微風出版「導出物理」の著者による物理・数学の学習戦略ブログ

こんな勘違い教師もいた

 かつて私が高校生だったころ、こんな化学の教師がいました。実験とそのレポートを何度も課す教師でしたが、その実験というのは教科書とは関係のないものです。具体的なことは覚えていませんが、未知の物質について様々な実験をして、それを自分なりに考察させるというものです。その動機とは、大学ではそれが当たり前になるので、その準備が必要である、というものでした。当時はただただ苦痛でしたが、今では教師の方が勘違いしていると確信しています。

 そもそも化学を習ったばかりで、物質の種類もそれほど知らない、化学反応式もそれほど知らない、定期テストの平均点も30~40点というほど多くの生徒が苦しんでいる状況で、自分なりに考察してレポートなんてかけるわけがないのです。
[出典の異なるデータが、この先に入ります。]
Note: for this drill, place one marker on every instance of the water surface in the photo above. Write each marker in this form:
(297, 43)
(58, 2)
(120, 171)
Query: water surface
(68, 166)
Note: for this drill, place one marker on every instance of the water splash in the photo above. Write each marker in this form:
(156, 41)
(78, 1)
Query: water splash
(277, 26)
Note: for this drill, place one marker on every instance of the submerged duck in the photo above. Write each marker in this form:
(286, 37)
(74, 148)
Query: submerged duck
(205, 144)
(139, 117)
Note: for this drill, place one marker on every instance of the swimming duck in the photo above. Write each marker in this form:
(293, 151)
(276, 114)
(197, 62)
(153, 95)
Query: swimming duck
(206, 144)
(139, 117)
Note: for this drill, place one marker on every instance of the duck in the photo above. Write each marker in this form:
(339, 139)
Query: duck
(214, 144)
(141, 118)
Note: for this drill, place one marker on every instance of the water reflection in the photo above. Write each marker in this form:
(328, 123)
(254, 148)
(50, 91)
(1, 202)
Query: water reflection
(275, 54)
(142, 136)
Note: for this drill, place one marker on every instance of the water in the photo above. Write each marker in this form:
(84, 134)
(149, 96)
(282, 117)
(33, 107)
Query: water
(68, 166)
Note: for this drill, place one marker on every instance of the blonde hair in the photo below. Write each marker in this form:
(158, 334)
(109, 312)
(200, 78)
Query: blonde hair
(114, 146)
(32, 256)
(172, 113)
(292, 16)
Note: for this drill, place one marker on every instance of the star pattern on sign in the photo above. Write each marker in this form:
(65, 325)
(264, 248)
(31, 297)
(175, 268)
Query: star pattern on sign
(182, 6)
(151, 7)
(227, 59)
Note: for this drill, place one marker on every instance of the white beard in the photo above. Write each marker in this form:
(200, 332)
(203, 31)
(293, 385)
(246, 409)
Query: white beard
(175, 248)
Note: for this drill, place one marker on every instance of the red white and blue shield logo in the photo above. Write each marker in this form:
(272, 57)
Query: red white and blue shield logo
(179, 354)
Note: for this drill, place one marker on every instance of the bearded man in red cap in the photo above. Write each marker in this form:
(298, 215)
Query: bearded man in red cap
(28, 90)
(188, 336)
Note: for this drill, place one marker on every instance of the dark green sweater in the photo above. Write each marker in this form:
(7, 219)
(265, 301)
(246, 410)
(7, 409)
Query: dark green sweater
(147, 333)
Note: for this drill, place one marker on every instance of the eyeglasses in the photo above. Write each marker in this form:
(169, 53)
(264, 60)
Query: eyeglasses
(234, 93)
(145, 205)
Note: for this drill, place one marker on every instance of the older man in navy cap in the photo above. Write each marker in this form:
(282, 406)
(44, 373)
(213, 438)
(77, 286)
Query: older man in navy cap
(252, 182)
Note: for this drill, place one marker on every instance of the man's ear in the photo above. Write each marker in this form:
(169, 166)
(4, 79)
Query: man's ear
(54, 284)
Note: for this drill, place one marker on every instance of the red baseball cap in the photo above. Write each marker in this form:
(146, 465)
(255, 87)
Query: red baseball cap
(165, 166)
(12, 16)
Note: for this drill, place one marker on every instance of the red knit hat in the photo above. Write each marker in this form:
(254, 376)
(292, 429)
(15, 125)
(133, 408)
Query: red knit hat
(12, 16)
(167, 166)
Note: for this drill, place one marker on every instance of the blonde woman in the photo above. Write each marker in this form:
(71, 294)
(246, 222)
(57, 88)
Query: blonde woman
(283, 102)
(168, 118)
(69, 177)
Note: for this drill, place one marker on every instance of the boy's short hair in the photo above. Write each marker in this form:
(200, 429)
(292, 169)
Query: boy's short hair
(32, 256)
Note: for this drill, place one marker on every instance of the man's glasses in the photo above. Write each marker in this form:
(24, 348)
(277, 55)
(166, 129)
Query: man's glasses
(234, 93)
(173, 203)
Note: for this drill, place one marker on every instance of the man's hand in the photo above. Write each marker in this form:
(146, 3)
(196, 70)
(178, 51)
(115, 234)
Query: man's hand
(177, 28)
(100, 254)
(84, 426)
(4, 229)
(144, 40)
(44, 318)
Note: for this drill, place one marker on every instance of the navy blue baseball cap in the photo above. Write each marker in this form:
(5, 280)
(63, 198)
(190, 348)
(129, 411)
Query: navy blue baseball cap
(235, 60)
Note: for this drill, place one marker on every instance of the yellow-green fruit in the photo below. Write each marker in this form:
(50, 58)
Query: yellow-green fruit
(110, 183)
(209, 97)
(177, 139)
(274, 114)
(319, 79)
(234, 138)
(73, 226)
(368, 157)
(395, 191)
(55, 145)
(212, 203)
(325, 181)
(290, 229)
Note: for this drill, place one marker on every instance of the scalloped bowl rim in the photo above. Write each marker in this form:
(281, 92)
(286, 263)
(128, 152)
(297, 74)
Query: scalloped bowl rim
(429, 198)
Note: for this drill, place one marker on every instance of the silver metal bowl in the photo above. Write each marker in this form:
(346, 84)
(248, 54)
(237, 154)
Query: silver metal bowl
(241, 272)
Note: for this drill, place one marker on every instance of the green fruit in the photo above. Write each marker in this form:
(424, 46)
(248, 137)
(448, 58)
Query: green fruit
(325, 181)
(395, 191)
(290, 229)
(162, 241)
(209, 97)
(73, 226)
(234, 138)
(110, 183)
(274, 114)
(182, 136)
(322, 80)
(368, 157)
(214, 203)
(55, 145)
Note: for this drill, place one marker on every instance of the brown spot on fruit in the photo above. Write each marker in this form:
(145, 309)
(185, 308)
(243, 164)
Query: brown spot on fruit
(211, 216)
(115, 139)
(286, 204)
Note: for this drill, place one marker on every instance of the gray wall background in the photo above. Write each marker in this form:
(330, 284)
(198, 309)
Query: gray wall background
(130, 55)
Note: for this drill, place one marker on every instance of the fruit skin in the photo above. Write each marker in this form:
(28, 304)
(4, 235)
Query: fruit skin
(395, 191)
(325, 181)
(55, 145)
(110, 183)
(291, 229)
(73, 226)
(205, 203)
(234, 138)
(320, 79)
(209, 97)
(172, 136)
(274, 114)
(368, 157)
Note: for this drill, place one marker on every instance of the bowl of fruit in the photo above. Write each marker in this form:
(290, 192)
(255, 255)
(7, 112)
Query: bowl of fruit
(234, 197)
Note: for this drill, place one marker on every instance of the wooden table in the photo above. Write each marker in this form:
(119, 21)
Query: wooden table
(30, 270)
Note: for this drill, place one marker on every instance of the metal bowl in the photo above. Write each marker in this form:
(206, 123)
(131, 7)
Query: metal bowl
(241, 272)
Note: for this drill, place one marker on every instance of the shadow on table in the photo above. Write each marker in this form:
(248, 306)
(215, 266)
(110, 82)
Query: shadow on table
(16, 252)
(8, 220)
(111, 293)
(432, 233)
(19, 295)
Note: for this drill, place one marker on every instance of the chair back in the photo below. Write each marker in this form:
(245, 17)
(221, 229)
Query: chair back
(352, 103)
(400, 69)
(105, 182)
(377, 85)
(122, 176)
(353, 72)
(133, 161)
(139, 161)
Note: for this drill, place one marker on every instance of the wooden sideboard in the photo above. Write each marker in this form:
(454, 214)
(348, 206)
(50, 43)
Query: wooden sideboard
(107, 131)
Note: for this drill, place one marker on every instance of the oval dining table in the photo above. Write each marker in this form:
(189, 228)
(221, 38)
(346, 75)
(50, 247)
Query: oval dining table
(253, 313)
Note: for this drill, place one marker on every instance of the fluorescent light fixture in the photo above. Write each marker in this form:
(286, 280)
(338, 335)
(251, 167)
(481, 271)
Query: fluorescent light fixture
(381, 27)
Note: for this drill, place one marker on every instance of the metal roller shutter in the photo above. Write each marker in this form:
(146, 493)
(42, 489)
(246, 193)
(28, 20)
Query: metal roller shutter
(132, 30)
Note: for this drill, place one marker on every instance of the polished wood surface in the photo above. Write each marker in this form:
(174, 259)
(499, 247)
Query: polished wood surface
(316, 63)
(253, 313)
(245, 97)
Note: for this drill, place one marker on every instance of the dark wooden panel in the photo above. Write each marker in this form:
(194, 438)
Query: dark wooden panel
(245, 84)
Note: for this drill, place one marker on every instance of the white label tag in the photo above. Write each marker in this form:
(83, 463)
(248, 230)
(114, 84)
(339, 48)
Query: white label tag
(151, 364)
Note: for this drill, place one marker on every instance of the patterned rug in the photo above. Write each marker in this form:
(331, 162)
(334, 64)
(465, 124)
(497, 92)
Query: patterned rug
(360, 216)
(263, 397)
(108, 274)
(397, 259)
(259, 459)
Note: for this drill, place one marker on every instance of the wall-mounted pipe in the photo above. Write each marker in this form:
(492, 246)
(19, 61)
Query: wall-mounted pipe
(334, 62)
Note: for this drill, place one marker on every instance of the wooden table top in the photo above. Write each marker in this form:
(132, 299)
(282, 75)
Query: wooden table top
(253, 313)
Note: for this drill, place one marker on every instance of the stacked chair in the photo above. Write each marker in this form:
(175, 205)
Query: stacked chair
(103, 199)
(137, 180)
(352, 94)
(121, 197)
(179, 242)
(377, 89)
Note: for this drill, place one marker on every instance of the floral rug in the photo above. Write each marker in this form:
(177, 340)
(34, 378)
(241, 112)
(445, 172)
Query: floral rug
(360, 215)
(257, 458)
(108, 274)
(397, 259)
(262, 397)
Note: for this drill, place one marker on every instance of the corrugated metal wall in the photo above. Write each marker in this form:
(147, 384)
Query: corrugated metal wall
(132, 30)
漢字やひらがながまともに書けないのに、読書感想文を書いてこいと言っているようなものです。

 そんなレポートをさせている暇があるなら、少しでも補習授業や小テスト、演習をやって、基本的な知識を身につけさせるべきです。その化学教師は自分が大学で習った教育が高校で教えるべきものなのだと勘違いしていたのでしょう。

 私の塾の中学生の生徒が通う学校にも、同様にレポートを課す教師がいたそうです。中学生ですから、考察してレポートを書くとなると、みんなパニックになるに決まっています。その教師は生徒から大変な批判を浴び、補助教員に降格したそうです。そして驚くべきことに、その教師は割と年配のベテラン教師だったということです。

 学校教員というのは本当に恐ろしいものです。頑張ろうがなかろうが、首になることはほとんどなく、十分すぎるほどの給料をもらえるので、創意工夫をしなくなり、常識にも疎くなりやすい。つまり、学校教員というのは頭がどんどん退化していく可能性を秘めている職業と言えます。

 自主的に創意工夫できない人、社会常識にも疎い人、安定だからという理由で学校教員になりたいと人は、是非とも学校教員にならないでいただきたい。社会にとっても害ですし、本人にとっても不幸だからです。